Fra Handelsbanken:
Recession is now a clear and present danger
It now appears inevitable that the COVID-19 outbreak will have a significant negative impact on global and Danish GDP growth. The draconian measures taken by governments in their attempt to cushion the severity of the virus’ spread, the meltdown of financial markets, the escalation in the oil price war, and the very likely hit to discretionary spending and investments all indicate that recession is now a major and real threat.
Of course, the spread and duration of the virus, as well as the policy response, will determine the girth of the decline, but a likely scenario is that Denmark will have close to zero growth this year and gross unemployment will rise up towards 5 percent by the end of the year. Benign scenario seems like wishful thinking.
The speed of the spread of COVID-19 outside China and the measures being taken by authorities to cushion the severity of the outbreak have made the negative economic impact ever more obvious. We have so far operated with two scenarios regarding the impact of the virus and with the help of Oxford Economics’ global model have looked at possible outcomes for the Danish and global economies.
Scenario 1: Contained outbreak. The spread of COVID-19 tails off quickly and economic activity in China, South Korea and Italy starts to normalise during the second quarter. In this benign scenario, global growth would be 0.5 p.p. lower in 2020 and growth in Denmark would be around 0.3 p.p. lower compared to our forecast in January.

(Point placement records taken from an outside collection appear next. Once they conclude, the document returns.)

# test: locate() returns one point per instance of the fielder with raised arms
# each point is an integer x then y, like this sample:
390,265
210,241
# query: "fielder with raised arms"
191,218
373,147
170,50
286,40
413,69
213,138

Scenario 2: Pandemic. The virus continues to spread rapidly in many countries in the first half of the year. Quarantines, travel bans and increasing uncertainty hit production, investment and consumption hard, and leads to a negative demand shock on top of the initial supply shock.

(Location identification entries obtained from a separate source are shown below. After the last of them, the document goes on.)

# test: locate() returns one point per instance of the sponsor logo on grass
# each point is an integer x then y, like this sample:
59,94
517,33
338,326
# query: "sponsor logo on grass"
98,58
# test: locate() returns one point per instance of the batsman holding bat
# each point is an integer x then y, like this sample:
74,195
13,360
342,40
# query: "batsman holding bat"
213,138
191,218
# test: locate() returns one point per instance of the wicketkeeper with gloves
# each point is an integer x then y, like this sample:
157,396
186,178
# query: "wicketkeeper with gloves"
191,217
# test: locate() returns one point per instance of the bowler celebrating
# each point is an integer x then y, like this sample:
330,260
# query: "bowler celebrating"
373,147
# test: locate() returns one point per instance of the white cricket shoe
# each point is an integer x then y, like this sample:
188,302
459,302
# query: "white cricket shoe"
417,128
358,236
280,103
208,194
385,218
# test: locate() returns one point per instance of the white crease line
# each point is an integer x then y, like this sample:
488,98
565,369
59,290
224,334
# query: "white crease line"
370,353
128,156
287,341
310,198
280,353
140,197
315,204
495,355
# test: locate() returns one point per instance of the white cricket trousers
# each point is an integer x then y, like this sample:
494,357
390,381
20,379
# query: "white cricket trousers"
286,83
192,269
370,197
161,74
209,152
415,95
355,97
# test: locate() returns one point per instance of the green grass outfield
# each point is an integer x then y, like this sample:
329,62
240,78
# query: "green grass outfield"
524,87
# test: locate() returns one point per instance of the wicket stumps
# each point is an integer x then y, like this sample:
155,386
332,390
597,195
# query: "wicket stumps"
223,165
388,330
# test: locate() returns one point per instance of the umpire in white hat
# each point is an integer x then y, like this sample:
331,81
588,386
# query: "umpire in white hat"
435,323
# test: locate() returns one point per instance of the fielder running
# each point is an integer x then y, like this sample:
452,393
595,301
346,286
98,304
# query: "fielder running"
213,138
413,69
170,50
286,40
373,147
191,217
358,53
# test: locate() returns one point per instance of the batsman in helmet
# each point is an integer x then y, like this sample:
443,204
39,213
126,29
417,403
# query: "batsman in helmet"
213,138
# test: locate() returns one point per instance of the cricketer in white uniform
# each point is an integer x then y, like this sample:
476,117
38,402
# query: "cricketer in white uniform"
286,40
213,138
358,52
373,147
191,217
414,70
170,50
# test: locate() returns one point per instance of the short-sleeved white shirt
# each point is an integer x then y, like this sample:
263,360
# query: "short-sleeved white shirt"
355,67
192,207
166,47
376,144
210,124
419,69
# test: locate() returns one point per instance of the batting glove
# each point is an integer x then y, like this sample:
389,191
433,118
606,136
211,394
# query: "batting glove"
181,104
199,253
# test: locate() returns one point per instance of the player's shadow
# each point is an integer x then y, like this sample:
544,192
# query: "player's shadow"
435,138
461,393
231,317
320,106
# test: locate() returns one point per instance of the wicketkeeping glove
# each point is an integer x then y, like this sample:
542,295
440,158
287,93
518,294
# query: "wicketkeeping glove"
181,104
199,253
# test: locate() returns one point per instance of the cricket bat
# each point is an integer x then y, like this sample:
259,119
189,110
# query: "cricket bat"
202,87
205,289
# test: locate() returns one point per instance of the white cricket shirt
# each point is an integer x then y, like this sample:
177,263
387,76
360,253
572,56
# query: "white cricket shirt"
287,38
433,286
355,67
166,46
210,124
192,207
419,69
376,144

Those developments lead to a global recession and a 1.3 p.p. reduction in Danish GDP growth this year. Given that we already expected the Danish economy to slow this year, even before the virus outbreak (1.2 percent in our January forecast), it leaves GDP growth at close to 0% or below. The unemployment rate would increase
dramatically.
As things are changing rapidly on a daily basis, it is clear that the uncertainty regarding the economic consequences of the virus is enormous. However, given the recent extremely negative trends in financial markets and the WHO now declaring the outbreak a pandemic, the first, more benign, scenario is looking less and less likely. Currently, we assess that
we probably are somewhere in between the two scenarios, but also that the recession threat in scenario 2 is approaching at an eerie speed.

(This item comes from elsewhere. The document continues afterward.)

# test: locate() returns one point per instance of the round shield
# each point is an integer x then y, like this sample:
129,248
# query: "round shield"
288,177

Wherever we end up will of course depend on the continued spread and duration of the virus, as well as the responses by policy makers. On a positive note, it appears that China’s draconian containment measures have got the outbreak under control. However, the
response from the US authorities seems so far to be inadequately behind the curve. Also, the complete lockdown of the Italian economy will have negative repercussions for the rest of Europe; the risk is that other countries will have to implement the same sort of measures at some point.
In addition, the recent collapse in oil prices poses an added threat to the global economy, in our view. In ‘normal’ times, a sharp drop in oil prices is seen as a boon for oil-importing countries, leading to higher consumption growth, for example. In combination with the virus outbreak, it is very uncertain if lower fuel prices will lead to higher consumption, as uncertainty keeps households’ propensity to consume at bay.
Furthermore, lower oil prices – if sustained – will most likely also have a negative impact on the US economy, which today is a net oil exporter, and hurt the already somewhat distressed shale-oil industry.